Editor: TEUKU HUSAINI Sinyalgonews.com
Padang, Sinyalgonews.comUpaya penguatan ekosistem seni musik di Sumatera Barat kembali mendapat ruang strategis melalui program Taman Budaya Sumatera Barat yang menyeleksi lima komposer terbaik untuk tampil pada ajang Festival Komposer Musik “Soundenai” 2026. Program ini menjadi bagian dari rangkaian lokakarya komposisi musik yang melibatkan puluhan peserta dari berbagai daerah di Ranah Minang.
Kepala UPTD Taman Budaya Sumatera Barat, M. Devid, menyampaikan bahwa dari 25 peserta yang mengikuti proses lokakarya, hanya lima komposer yang akan dipilih melalui mekanisme kurasi ketat untuk melanjutkan ke tahap pertunjukan utama Soundenai 2026 yang dijadwalkan berlangsung pada Oktober tahun depan. Para peserta terpilih akan mendapatkan waktu pengembangan karya selama beberapa bulan dengan pendampingan dari instruktur dan praktisi seni.
Menurutnya, program ini tidak hanya sekadar ajang seleksi, tetapi juga merupakan ruang pembinaan kreatif bagi generasi muda untuk mengolah kekayaan musik tradisi Minangkabau menjadi karya yang lebih segar, kontekstual, dan mampu berkomunikasi dengan perkembangan zaman.
Tema besar yang diusung dalam Soundenai 2026 adalah “Menghidupkan Narasi melalui Akar Tradisi”, yang menekankan pentingnya menjaga identitas budaya sambil membuka ruang inovasi dalam penciptaan musik. Melalui tema tersebut, Taman Budaya Sumbar mendorong para komposer untuk menjadikan tradisi sebagai sumber inspirasi utama, bukan sekadar objek estetika.
Dalam pelaksanaannya, para peserta lokakarya juga mendapatkan pembekalan dari berbagai narasumber, termasuk akademisi dari Institut Seni Indonesia (ISI) Padang Panjang. Salah satu fokus diskusi adalah bagaimana musik tradisi Minangkabau yang kaya dengan ragam geografis dan ekspresi budaya dapat diolah menjadi karya kontemporer tanpa kehilangan akar nilai lokalnya.

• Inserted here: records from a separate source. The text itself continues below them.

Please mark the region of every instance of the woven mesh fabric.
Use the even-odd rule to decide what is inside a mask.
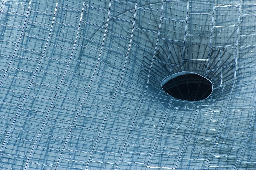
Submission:
[[[255,0],[0,5],[0,169],[256,169]]]

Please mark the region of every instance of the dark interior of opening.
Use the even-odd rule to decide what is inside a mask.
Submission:
[[[211,93],[211,82],[196,74],[188,73],[177,76],[162,85],[163,89],[174,97],[190,101],[198,101],[208,97]]]

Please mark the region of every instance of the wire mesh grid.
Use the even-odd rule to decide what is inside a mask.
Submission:
[[[0,169],[256,168],[256,1],[0,4]]]

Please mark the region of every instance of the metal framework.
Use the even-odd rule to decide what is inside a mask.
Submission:
[[[256,169],[255,0],[0,5],[0,169]]]

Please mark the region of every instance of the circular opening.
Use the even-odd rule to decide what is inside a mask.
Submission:
[[[174,97],[189,101],[198,101],[211,93],[209,80],[193,73],[180,72],[168,76],[162,82],[163,89]]]

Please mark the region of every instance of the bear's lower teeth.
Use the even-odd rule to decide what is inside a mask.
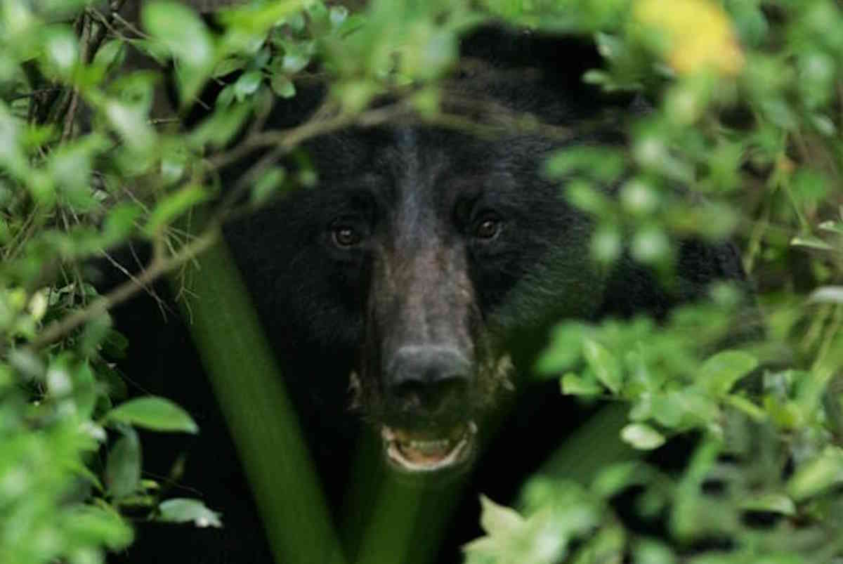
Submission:
[[[447,438],[427,438],[384,425],[381,435],[387,457],[394,465],[405,470],[431,471],[464,461],[476,432],[476,425],[470,422],[455,426]]]

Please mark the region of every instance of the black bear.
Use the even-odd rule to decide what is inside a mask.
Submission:
[[[681,294],[629,261],[610,271],[597,267],[588,252],[589,218],[540,174],[540,164],[566,143],[618,136],[560,141],[541,129],[507,131],[507,122],[496,121],[502,111],[576,130],[599,104],[570,62],[554,70],[562,45],[497,31],[479,37],[464,52],[489,66],[450,83],[446,104],[489,125],[485,135],[396,123],[321,137],[307,146],[319,185],[225,234],[336,513],[360,432],[379,434],[383,459],[395,471],[470,474],[460,517],[437,561],[458,561],[456,546],[477,534],[478,491],[506,501],[583,416],[556,384],[540,388],[516,400],[501,438],[481,448],[486,415],[502,392],[506,400],[503,390],[529,368],[551,324],[636,311],[658,316],[701,295],[712,280],[742,278],[728,244],[678,245]],[[524,63],[546,65],[544,74],[518,70]],[[140,314],[157,314],[132,304],[115,312],[128,330]],[[223,512],[227,529],[142,529],[137,545],[118,558],[271,561],[201,368],[185,352],[187,338],[170,334],[179,326],[166,330],[157,342],[130,336],[136,350],[127,365],[132,373],[171,374],[145,389],[199,415],[202,435],[189,449],[184,482]],[[178,350],[185,360],[158,360],[161,351],[150,355],[146,346]],[[172,540],[164,552],[161,539]]]

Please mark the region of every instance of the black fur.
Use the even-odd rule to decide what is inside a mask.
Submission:
[[[464,51],[491,60],[492,70],[467,71],[451,85],[451,92],[461,99],[529,111],[545,123],[576,131],[578,121],[595,115],[604,102],[597,103],[596,93],[580,83],[579,71],[584,69],[558,62],[557,50],[563,46],[498,31],[481,35],[468,40]],[[539,73],[525,73],[525,63],[540,65]],[[487,110],[478,111],[475,117],[494,118]],[[277,120],[289,121],[288,111]],[[408,237],[416,237],[420,244],[435,239],[464,259],[471,307],[478,312],[475,323],[482,325],[481,332],[497,351],[511,352],[522,369],[543,346],[546,329],[560,319],[626,317],[637,311],[662,316],[675,303],[700,296],[712,280],[743,279],[735,251],[726,244],[679,244],[679,281],[672,290],[661,287],[647,269],[628,261],[611,272],[592,265],[587,250],[590,221],[539,170],[542,158],[554,148],[591,142],[595,137],[618,138],[614,131],[561,142],[529,131],[497,131],[493,137],[478,138],[465,132],[406,124],[346,131],[309,143],[319,175],[318,187],[295,191],[227,227],[226,239],[287,379],[338,521],[357,437],[372,432],[359,414],[348,410],[348,375],[365,363],[372,346],[381,344],[367,342],[373,323],[368,309],[378,300],[395,298],[373,291],[381,287],[373,282],[379,260],[373,249],[395,248],[396,234],[409,229],[402,223],[407,221],[407,209],[413,217],[427,218],[419,220],[418,229],[409,229]],[[419,197],[407,203],[408,194]],[[489,244],[473,240],[470,234],[471,222],[485,211],[502,220],[499,234]],[[338,218],[359,226],[366,240],[373,243],[350,251],[337,249],[330,238]],[[406,254],[416,248],[406,244],[400,250]],[[132,303],[115,314],[126,332],[158,325],[158,312],[148,304]],[[158,330],[157,340],[130,335],[126,366],[134,378],[158,374],[157,381],[143,383],[143,389],[172,397],[197,417],[202,434],[187,446],[187,471],[181,481],[223,511],[227,528],[221,534],[145,526],[137,545],[115,560],[271,561],[230,438],[183,330],[180,320],[171,320]],[[369,378],[364,386],[384,385],[374,374]],[[510,499],[520,481],[552,452],[566,428],[575,427],[587,416],[561,396],[556,384],[520,384],[518,395],[508,399],[514,411],[475,462],[470,486],[450,512],[447,540],[434,561],[459,561],[457,546],[479,534],[478,492],[502,502]],[[384,412],[378,395],[367,397],[364,411],[377,422]],[[148,468],[160,472],[169,467],[172,460],[167,457],[184,444],[169,440],[171,448],[147,450],[164,457],[148,459]],[[420,524],[420,535],[424,529]],[[172,561],[165,561],[164,555]]]

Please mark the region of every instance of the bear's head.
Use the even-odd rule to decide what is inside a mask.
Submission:
[[[507,101],[475,83],[455,90],[469,107]],[[239,248],[271,257],[239,259],[280,356],[309,358],[292,370],[319,384],[349,379],[350,401],[402,470],[465,465],[511,387],[513,338],[600,305],[590,222],[540,174],[570,139],[496,123],[531,109],[507,83],[516,103],[477,110],[481,135],[398,123],[314,140],[319,185],[234,229]]]

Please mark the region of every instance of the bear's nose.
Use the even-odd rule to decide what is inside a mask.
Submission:
[[[464,409],[471,363],[455,348],[402,346],[388,373],[387,391],[401,411],[435,416]]]

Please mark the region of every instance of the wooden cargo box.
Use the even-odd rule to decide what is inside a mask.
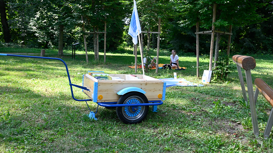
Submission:
[[[121,96],[117,93],[118,92],[134,87],[146,92],[144,95],[149,101],[165,100],[165,83],[145,75],[134,75],[136,77],[130,74],[109,74],[112,80],[99,80],[88,74],[84,74],[83,86],[90,91],[83,90],[83,92],[94,102],[117,102]]]

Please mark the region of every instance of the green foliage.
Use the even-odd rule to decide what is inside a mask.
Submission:
[[[216,67],[213,67],[212,70],[213,74],[212,81],[226,80],[227,78],[228,75],[236,71],[237,69],[234,64],[227,65],[227,63],[230,62],[229,58],[229,56],[227,55],[225,51],[219,51],[218,61],[216,61],[218,65]],[[209,60],[209,56],[206,55],[202,54],[201,58]],[[207,70],[209,69],[209,66],[208,65],[205,64],[199,67],[198,68],[200,70]]]

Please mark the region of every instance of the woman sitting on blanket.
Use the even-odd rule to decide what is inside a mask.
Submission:
[[[165,64],[163,65],[163,68],[167,68],[168,66],[170,69],[171,68],[179,68],[179,64],[178,63],[178,56],[176,55],[176,51],[173,49],[171,51],[171,55],[170,57],[171,61],[170,61],[170,65],[169,64]]]
[[[143,58],[143,63],[146,63],[146,59],[147,59],[147,58],[146,58],[146,57]],[[150,58],[150,60],[151,59]],[[148,67],[150,67],[151,68],[153,68],[153,65],[155,66],[155,67],[156,66],[156,64],[155,63],[155,62],[154,62],[154,61],[155,60],[156,60],[156,58],[155,57],[154,57],[153,58],[153,60],[152,60],[152,61],[151,62],[151,64],[149,64],[149,65],[148,65]],[[149,64],[149,63],[150,63],[148,61],[147,61],[147,64]],[[145,66],[145,64],[144,64],[143,65],[144,65],[144,66]]]

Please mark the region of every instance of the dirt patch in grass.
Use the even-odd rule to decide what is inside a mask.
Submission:
[[[226,121],[221,121],[219,123],[223,125],[221,130],[230,134],[233,134],[240,130],[244,130],[243,126],[239,123],[230,122]]]
[[[234,106],[235,105],[235,104],[234,103],[232,103],[232,102],[226,102],[225,101],[224,101],[222,102],[222,104],[224,104],[226,106]]]

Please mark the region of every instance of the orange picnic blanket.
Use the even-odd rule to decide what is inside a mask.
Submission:
[[[164,65],[164,64],[158,64],[158,67],[162,67],[162,66],[163,66],[163,65]],[[128,67],[130,67],[131,68],[135,68],[135,66],[128,66]],[[142,67],[141,67],[141,65],[137,65],[137,67],[138,68],[141,68]],[[186,67],[179,67],[179,68],[184,68],[184,69],[186,69],[186,68],[187,68]],[[153,68],[149,68],[150,69],[156,69],[155,67],[155,66],[153,66]],[[175,68],[173,68],[172,69],[175,69]]]

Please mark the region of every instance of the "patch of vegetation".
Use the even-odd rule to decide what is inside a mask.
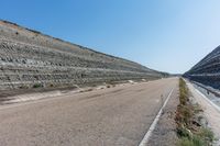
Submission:
[[[178,146],[210,146],[215,141],[213,133],[194,122],[196,114],[202,112],[198,104],[189,101],[189,90],[184,79],[179,79],[179,105],[176,113]]]
[[[33,85],[33,88],[41,88],[41,87],[42,87],[41,83],[34,83],[34,85]]]

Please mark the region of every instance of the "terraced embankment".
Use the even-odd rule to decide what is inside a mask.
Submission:
[[[220,46],[184,75],[190,80],[220,89]]]
[[[0,21],[0,91],[165,76],[136,63]]]

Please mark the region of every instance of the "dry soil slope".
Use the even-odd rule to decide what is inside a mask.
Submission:
[[[0,21],[0,90],[155,79],[165,74]]]
[[[220,46],[195,65],[185,77],[197,82],[220,89]]]

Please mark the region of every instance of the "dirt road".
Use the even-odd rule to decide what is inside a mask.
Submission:
[[[0,145],[139,145],[177,83],[169,78],[0,106]]]

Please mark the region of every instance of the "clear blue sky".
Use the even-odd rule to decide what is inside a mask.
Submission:
[[[0,19],[168,72],[187,71],[220,45],[219,0],[0,3]]]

Program Soundenai sendiri merupakan bagian dari upaya berkelanjutan Taman Budaya Sumatera Barat dalam memperkuat posisi musik daerah di tengah arus globalisasi. Selain itu, kegiatan ini juga diharapkan menjadi ruang pertemuan antara komposer, koreografer, pembuat film, dan pelaku seni lainnya untuk membangun kolaborasi lintas disiplin.
Kepala Taman Budaya Sumbar menegaskan bahwa perkembangan seni saat ini tidak boleh dipandang secara kaku. Tradisi, menurutnya, harus terus bergerak, beradaptasi, dan melahirkan tafsir baru tanpa meninggalkan akar budaya yang menjadi identitas masyarakat Minangkabau.
Ia juga menambahkan bahwa melalui lokakarya dan seleksi ini, diharapkan lahir karya-karya audio visual yang tidak hanya kuat secara lokal, tetapi juga memiliki daya saing di tingkat global. Musik Minangkabau diharapkan dapat hadir sebagai medium diplomasi budaya yang memperkenalkan identitas daerah ke panggung dunia.
Di sisi lain, para akademisi menekankan pentingnya keseimbangan antara inovasi dan orisinalitas. Penggunaan teknologi, termasuk kecerdasan buatan dalam produksi musik, dinilai perlu disikapi secara bijak agar tidak menghilangkan unsur emosional dan nilai kemanusiaan dalam karya seni.
Dengan adanya program Soundenai 2026 ini, Taman Budaya Sumatera Barat menunjukkan komitmennya dalam membangun ruang kreatif yang inklusif, adaptif, dan berkelanjutan bagi generasi muda komposer. Harapannya, Sumatera Barat terus menjadi salah satu pusat lahirnya karya musik berbasis tradisi yang mampu bersaing di tingkat nasional maupun internasional.
Melalui seleksi lima komposer ini, masa depan musik tradisi Minangkabau diharapkan tetap hidup, berkembang, dan relevan dengan dinamika zaman tanpa kehilangan jati dirinya.